Rezydenci (czyli lekarze specjalizujący się za pieniądze z resortu zdrowia) od poniedziałku prowadzą głodówkę. Chcą podwyższenia nakładów na ochronę zdrowia oraz podniesienia wynagrodzeń dla medyków podczas specjalizacji. Rozmowa, mimo nowych obietnic, nie przyniosła skutków.
- Nasze postulaty nie zostały spełnione – mówi Łukasz Jankowski, wiceprzewodniczący Porozumienia Rezydentów. I dodaje, że protest będzie kontynuowany.
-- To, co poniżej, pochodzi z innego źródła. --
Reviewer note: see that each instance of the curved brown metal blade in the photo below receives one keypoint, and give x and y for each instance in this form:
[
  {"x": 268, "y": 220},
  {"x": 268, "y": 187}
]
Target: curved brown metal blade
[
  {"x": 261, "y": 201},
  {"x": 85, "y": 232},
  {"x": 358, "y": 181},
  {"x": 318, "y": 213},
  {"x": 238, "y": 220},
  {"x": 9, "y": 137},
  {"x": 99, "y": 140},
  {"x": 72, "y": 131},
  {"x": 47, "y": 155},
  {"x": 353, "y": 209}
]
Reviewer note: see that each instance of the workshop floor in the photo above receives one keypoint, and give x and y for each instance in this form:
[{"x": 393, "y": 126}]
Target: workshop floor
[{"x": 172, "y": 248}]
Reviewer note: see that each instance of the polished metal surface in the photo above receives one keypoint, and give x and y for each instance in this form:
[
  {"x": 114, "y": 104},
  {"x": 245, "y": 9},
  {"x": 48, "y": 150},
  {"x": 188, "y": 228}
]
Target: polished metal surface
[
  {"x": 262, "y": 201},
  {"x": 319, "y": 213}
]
Podczas pierwszego spotkania tydzień temu, jeszcze przed rozpoczęciem strajku, minister zdrowia obiecał podwyżki dla sześciu specjalizacji: z chirurgii ogólnej, chorób wewnętrznych, medycyny rodzinne, ratunkowej, pediatrii ii psychiatrii. Ministerstwo zdrowia przekonuje, że chodzi o zachęcenie lekarzy do specjalizacji w tych dziedzinach bo tu jest największy deficyt specjalistów. Teraz dodał kolejne trzy specjalizacje.
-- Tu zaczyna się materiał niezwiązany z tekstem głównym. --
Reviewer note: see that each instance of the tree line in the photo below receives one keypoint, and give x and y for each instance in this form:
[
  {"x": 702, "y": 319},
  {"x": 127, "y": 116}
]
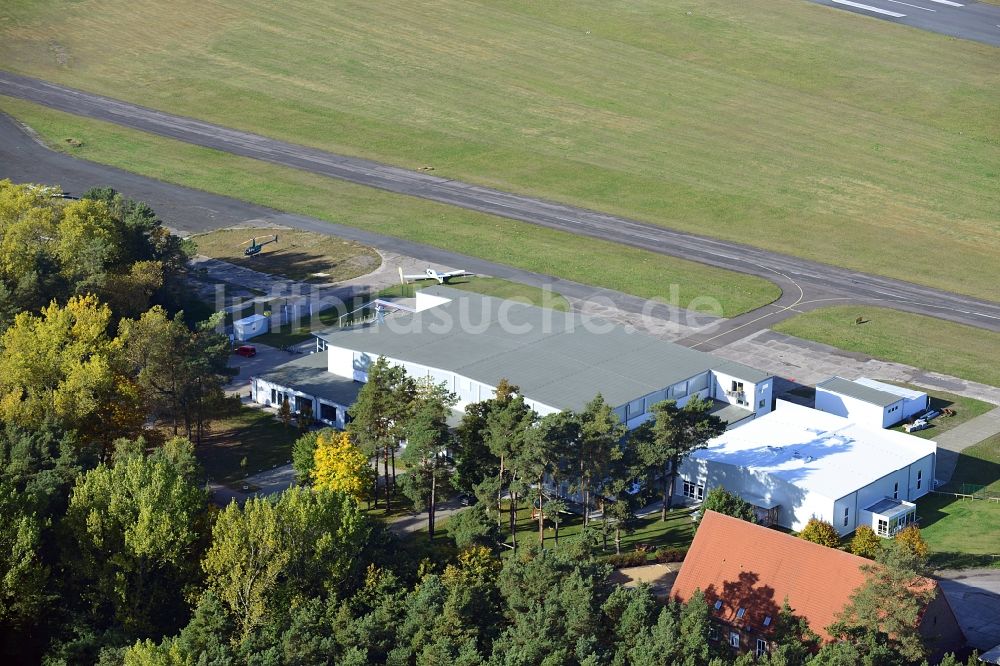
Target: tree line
[{"x": 111, "y": 554}]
Lekarze, którzy od tego roku zaczęliby kształcenie w tych dziedzinach, otrzymaliby zamiast dotychczasowych 3,7 tys. brutto miesięcznie – 4,9 tys. zł brutto.
To jednak zdaniem rezydentów nadal propozycja tylko dla wybranej grupy. I nie spełnia oczekiwań całego środowiska. – Ministerstwo zdrowia również nie spełni naszych postulatów dotyczących zwiększenia nakładów na służbę zdrowia do 6,8 proc. w ciągu trzech lat – mówi Jankowski. Konstanty Radziwiłł przekonuje, że do roku 2025 nakłady zostaną podniesione do 6 proc. PKB, a obecne oczekiwania rezydentów są nierealne do spełnienia.
Rezydentów wspiera całe środowisko lekarskie. Prezes Naczelnej Rady Lekarskiej Maciej Hamankiewicz napisał w liście do rezydentów, że „wszyscy identyfikujemy się ze zgłaszanymi przez Was postulatami”.